Your eyes only: the art of photography

Bethlehem by night, made with my phone at the balcony of the hotel. I made this photo when I picked up my laundry and had only my phone and keys with me.

 

The number of times people asked me which camera I use, followed by the assumption that I must have a super deluxe, rare, masterpiece of technology in my hands, are numerous. All too often people suppose that my camera must be big. Referring to the bigger the better argument, whatever that means.

I’m convinced that underneath these questions, the hardwire assumption exists that whatever there’s in the photo, it all depends on the technical futures of the camera.

The latest camera and lenses with the best new developments of technology will bring you the most amazing photos in a split second. As some people might think.

 

Wake-up

 

Well, for everyone who believes this fairy tale, that’s in no way how photography works!

 

For sure, a technologically advanced camera and lens will improve the technical aspects of your photo but is in no way the foundation of the photo.

 

Honestly, in what I consider as the art of photography, the most important thing you need are your eyes.
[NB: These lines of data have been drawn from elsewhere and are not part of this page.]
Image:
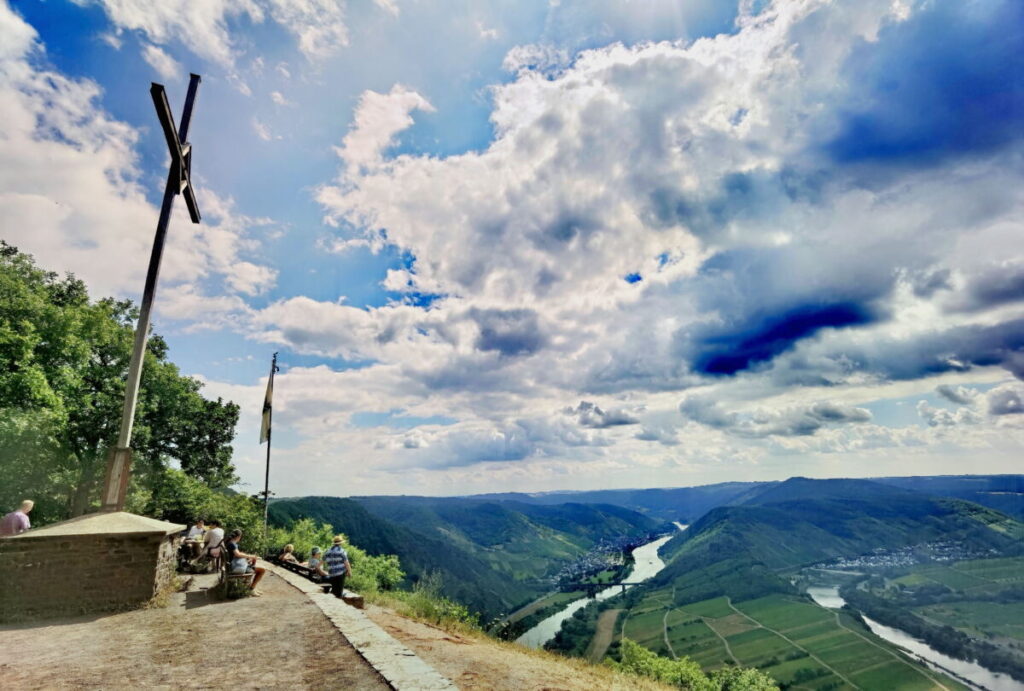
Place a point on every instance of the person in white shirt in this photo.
(214, 538)
(197, 530)
(194, 540)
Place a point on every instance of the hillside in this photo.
(674, 504)
(1003, 492)
(521, 542)
(737, 550)
(465, 577)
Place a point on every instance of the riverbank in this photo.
(969, 673)
(645, 564)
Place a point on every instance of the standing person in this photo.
(240, 562)
(16, 522)
(338, 567)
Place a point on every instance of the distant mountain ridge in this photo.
(1003, 492)
(740, 550)
(492, 556)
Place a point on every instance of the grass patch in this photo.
(715, 608)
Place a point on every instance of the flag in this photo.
(264, 430)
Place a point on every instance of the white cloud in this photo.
(378, 118)
(206, 28)
(389, 6)
(279, 98)
(73, 198)
(318, 25)
(202, 27)
(261, 130)
(165, 66)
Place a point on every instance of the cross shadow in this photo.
(203, 598)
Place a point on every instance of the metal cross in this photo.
(178, 182)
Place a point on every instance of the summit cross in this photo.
(178, 182)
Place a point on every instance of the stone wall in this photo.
(66, 575)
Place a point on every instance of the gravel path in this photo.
(280, 640)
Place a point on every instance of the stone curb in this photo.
(399, 666)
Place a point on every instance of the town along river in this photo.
(972, 673)
(645, 564)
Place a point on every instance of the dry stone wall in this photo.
(66, 575)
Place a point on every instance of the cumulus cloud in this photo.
(378, 118)
(591, 415)
(205, 28)
(165, 66)
(1007, 399)
(937, 417)
(797, 421)
(956, 394)
(72, 195)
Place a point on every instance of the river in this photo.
(972, 672)
(645, 564)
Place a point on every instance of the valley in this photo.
(731, 591)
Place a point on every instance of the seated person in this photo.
(240, 562)
(194, 540)
(213, 542)
(315, 564)
(288, 554)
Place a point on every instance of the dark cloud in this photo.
(948, 81)
(1006, 400)
(996, 286)
(728, 350)
(956, 394)
(956, 349)
(927, 284)
(591, 415)
(801, 421)
(510, 332)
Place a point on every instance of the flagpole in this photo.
(269, 420)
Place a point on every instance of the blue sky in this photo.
(553, 245)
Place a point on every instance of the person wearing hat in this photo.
(338, 567)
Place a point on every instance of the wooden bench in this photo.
(235, 586)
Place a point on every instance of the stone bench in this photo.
(347, 596)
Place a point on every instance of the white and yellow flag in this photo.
(264, 430)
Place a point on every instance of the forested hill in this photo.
(523, 542)
(672, 504)
(739, 550)
(1003, 492)
(465, 577)
(492, 556)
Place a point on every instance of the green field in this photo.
(796, 641)
(978, 618)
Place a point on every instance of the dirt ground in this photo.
(280, 640)
(481, 663)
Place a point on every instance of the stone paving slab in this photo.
(402, 670)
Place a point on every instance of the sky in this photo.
(545, 246)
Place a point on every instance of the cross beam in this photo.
(178, 182)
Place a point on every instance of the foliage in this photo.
(64, 360)
(426, 603)
(178, 498)
(686, 674)
(370, 573)
(465, 577)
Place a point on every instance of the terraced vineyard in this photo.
(801, 644)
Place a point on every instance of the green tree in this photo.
(686, 674)
(64, 360)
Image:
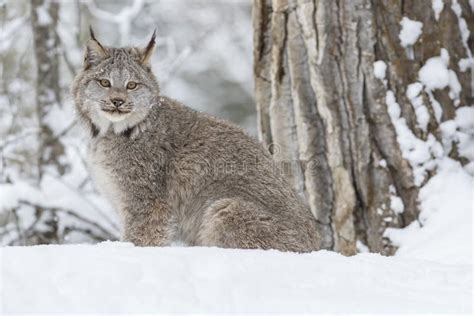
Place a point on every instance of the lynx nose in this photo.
(117, 102)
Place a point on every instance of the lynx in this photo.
(177, 175)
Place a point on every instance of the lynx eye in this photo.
(104, 83)
(131, 85)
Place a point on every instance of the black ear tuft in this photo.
(95, 52)
(147, 52)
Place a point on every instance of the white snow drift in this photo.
(117, 277)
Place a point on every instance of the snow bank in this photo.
(447, 204)
(117, 277)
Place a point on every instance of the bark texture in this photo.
(322, 110)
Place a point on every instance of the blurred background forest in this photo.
(46, 195)
(372, 103)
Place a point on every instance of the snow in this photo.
(43, 15)
(120, 278)
(396, 203)
(380, 68)
(447, 203)
(420, 153)
(414, 95)
(410, 32)
(435, 74)
(438, 6)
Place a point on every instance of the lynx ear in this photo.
(147, 52)
(95, 52)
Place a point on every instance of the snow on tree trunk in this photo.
(351, 94)
(44, 20)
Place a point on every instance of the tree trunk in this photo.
(44, 20)
(322, 108)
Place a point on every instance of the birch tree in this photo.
(354, 94)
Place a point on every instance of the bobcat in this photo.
(177, 175)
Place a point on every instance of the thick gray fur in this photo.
(176, 175)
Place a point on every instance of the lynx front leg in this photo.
(150, 227)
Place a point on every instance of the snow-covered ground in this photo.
(117, 277)
(431, 273)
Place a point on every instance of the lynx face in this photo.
(116, 87)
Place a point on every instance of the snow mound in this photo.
(117, 277)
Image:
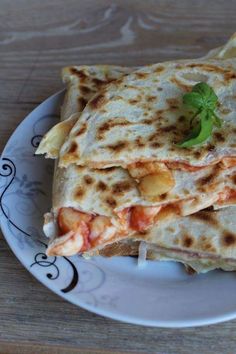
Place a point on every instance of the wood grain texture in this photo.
(37, 38)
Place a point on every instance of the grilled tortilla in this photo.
(204, 241)
(140, 117)
(109, 200)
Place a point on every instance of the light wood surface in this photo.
(37, 38)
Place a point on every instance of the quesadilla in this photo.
(204, 241)
(107, 203)
(93, 208)
(136, 121)
(97, 207)
(83, 82)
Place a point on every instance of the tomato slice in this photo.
(70, 219)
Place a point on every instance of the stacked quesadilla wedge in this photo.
(106, 194)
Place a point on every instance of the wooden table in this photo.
(37, 38)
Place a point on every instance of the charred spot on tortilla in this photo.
(79, 192)
(80, 73)
(97, 102)
(118, 146)
(105, 127)
(101, 186)
(139, 142)
(82, 130)
(73, 148)
(147, 121)
(182, 119)
(187, 241)
(121, 187)
(82, 102)
(106, 171)
(159, 69)
(208, 247)
(228, 239)
(206, 217)
(133, 101)
(88, 179)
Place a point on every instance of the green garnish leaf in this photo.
(201, 132)
(204, 101)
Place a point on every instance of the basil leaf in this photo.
(193, 99)
(207, 94)
(216, 120)
(201, 133)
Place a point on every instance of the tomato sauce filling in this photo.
(95, 229)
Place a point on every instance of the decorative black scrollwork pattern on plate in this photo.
(42, 260)
(8, 170)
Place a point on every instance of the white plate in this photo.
(160, 294)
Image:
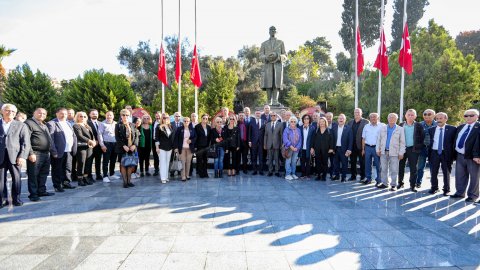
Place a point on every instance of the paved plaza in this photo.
(242, 222)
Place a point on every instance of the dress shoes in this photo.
(67, 185)
(457, 196)
(45, 194)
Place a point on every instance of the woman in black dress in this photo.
(126, 136)
(232, 145)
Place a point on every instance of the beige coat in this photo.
(397, 141)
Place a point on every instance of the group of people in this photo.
(265, 143)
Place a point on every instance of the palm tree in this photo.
(4, 52)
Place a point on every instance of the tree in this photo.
(415, 11)
(28, 91)
(4, 52)
(369, 13)
(142, 64)
(220, 91)
(469, 43)
(101, 91)
(443, 79)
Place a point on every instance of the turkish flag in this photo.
(382, 58)
(359, 53)
(195, 75)
(162, 67)
(405, 57)
(178, 64)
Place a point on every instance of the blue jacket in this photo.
(347, 138)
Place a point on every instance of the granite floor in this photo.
(242, 222)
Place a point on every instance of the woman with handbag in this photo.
(145, 144)
(126, 136)
(218, 137)
(321, 145)
(232, 145)
(184, 144)
(202, 144)
(292, 143)
(85, 143)
(164, 143)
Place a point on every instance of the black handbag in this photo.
(212, 152)
(129, 160)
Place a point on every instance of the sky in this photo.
(65, 38)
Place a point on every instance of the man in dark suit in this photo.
(97, 150)
(272, 142)
(414, 138)
(442, 152)
(467, 146)
(64, 146)
(343, 140)
(38, 163)
(357, 124)
(255, 142)
(14, 147)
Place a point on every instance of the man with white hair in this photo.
(467, 169)
(14, 147)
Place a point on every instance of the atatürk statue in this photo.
(272, 54)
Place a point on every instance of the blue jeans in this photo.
(422, 163)
(218, 162)
(370, 154)
(291, 163)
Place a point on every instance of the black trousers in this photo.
(156, 160)
(357, 155)
(109, 159)
(257, 157)
(202, 161)
(144, 158)
(412, 158)
(305, 162)
(37, 173)
(97, 156)
(59, 170)
(84, 161)
(14, 170)
(436, 162)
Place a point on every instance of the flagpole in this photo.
(196, 88)
(379, 102)
(402, 87)
(356, 53)
(163, 86)
(179, 79)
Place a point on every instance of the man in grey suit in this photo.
(271, 142)
(14, 147)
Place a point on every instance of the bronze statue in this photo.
(273, 55)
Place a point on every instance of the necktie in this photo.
(440, 142)
(461, 143)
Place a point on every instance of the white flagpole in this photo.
(179, 79)
(379, 102)
(356, 54)
(163, 86)
(196, 88)
(402, 87)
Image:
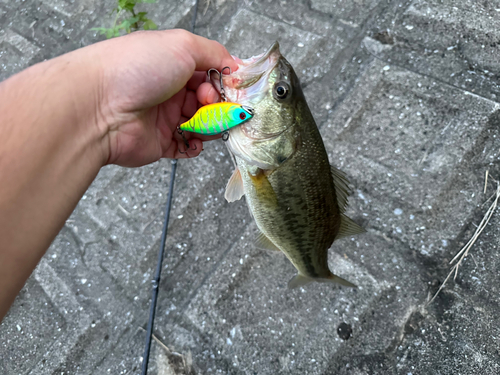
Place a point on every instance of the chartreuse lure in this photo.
(217, 118)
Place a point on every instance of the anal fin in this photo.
(348, 228)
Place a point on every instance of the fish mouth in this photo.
(249, 84)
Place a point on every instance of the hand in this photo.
(150, 83)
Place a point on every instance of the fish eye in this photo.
(281, 90)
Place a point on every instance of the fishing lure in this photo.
(217, 118)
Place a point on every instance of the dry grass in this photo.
(462, 254)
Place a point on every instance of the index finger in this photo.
(207, 53)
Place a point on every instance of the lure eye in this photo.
(281, 90)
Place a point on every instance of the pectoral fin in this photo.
(342, 190)
(234, 188)
(263, 189)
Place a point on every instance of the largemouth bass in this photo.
(296, 198)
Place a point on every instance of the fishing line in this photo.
(156, 280)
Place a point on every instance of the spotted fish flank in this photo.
(297, 199)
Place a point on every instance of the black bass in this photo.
(296, 198)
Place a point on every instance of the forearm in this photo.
(50, 152)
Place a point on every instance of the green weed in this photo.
(127, 19)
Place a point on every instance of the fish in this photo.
(297, 199)
(217, 118)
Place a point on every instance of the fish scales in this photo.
(283, 168)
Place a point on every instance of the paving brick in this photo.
(353, 12)
(453, 42)
(410, 138)
(306, 51)
(410, 126)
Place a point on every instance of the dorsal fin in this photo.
(348, 227)
(342, 190)
(234, 188)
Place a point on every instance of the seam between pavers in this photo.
(346, 54)
(210, 272)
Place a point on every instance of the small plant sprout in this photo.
(127, 19)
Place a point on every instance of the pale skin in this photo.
(115, 102)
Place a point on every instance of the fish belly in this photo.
(295, 206)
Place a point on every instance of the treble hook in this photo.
(186, 142)
(222, 91)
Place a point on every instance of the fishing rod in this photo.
(156, 280)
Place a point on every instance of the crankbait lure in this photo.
(217, 118)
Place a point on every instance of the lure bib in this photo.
(217, 118)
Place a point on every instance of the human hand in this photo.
(149, 84)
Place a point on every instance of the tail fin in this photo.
(336, 279)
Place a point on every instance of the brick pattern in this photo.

For the simple reason that every ‘good’ photo –the ones where you can’t stop looking at- starts with a mind-blowing composition. You need your eyes to get this magic done, your camera will never ever do this trick for you.

 

What your eyes see, can never be decided by your camera. Consequently, what your eyes see is visible in the photo. So every composition depends on your eyes.

 

Sorry for all the fanatics out there who start photography by buying fancy cameras and advanced lenses… These candies will not be the first step in making a masterpiece of a photo.

 


This one was made with my phone while waiting for the guide in the Imam Reza Shrine in Mashad, Iran. Unfortunately, my camera was not allowed to get in the complex, even after multiple days of trying and talking. My phone was allowed to get in though, resulting in this iPhone photo.

 

The beginning

 

In creating a state of the art kind of image, start with your eyes.

I’m even convinced that the most important equipment of anyone who loves photography are their eyes. For the simple reason that photography is your own creative way of storytelling. Photos can tell you how you see a subject: how you see the world around you.

 

Your photos are the product of what your eyes see, what goes on inside your brain, what your mind thinks. 

 

Learning to use your eyes, means training in what and how you see. Looking at things you want to photograph, using your eyes to find different angles that make the composition more interesting. In fact, always know what you are looking at. When you keep on looking and take time to process, your photos will improve. 

The best training is to make photos of everything you’re looking at. That doesn’t have to be with your fancy camera, every phone with a camera could do the job, as I did with the four photos in this text. As long as you concentrate on what you see and how you can put your subject in the frame.

 

Whatever you do, concentrate on the composition, not on the camera. 

 

 

 

This photo was made with my phone at the train station of Ben Gurion airport in Israel. I just landed and had been waiting for 2 hours to get entry stamps at the airport. At that moment I was waiting for the train to go to Haifa. Because I was so tired, I took my phone to get photos instead of my camera.

 

Part two

 

The fancy camera and latest lenses come in second. They are the tools to make the quality of your composition better. For sure this is not an anti-camera-propaganda-story. The latest technology of cameras and lenses make it possible to create photos of a high standard, improving the quality of photos amazingly.

Still, the camera or lens doesn’t do the main job, your eyes do the main job. So besides learning how to use your camera, train yourself in how to use your eyes.

 

In fact, your eyes define the photo, your camera and lenses improve the photo. 

 

Look, think, wait, click and repeat. Over and over again, until you have your own state-of-the-art kind of photo.

 

A daily scene in the bazar Erbil, Iraq. I bought some presents in the bazar and was fully packed on my way back when I saw this scene. At that moment I didn’t have enough time to get my camera, so I used my phone instead.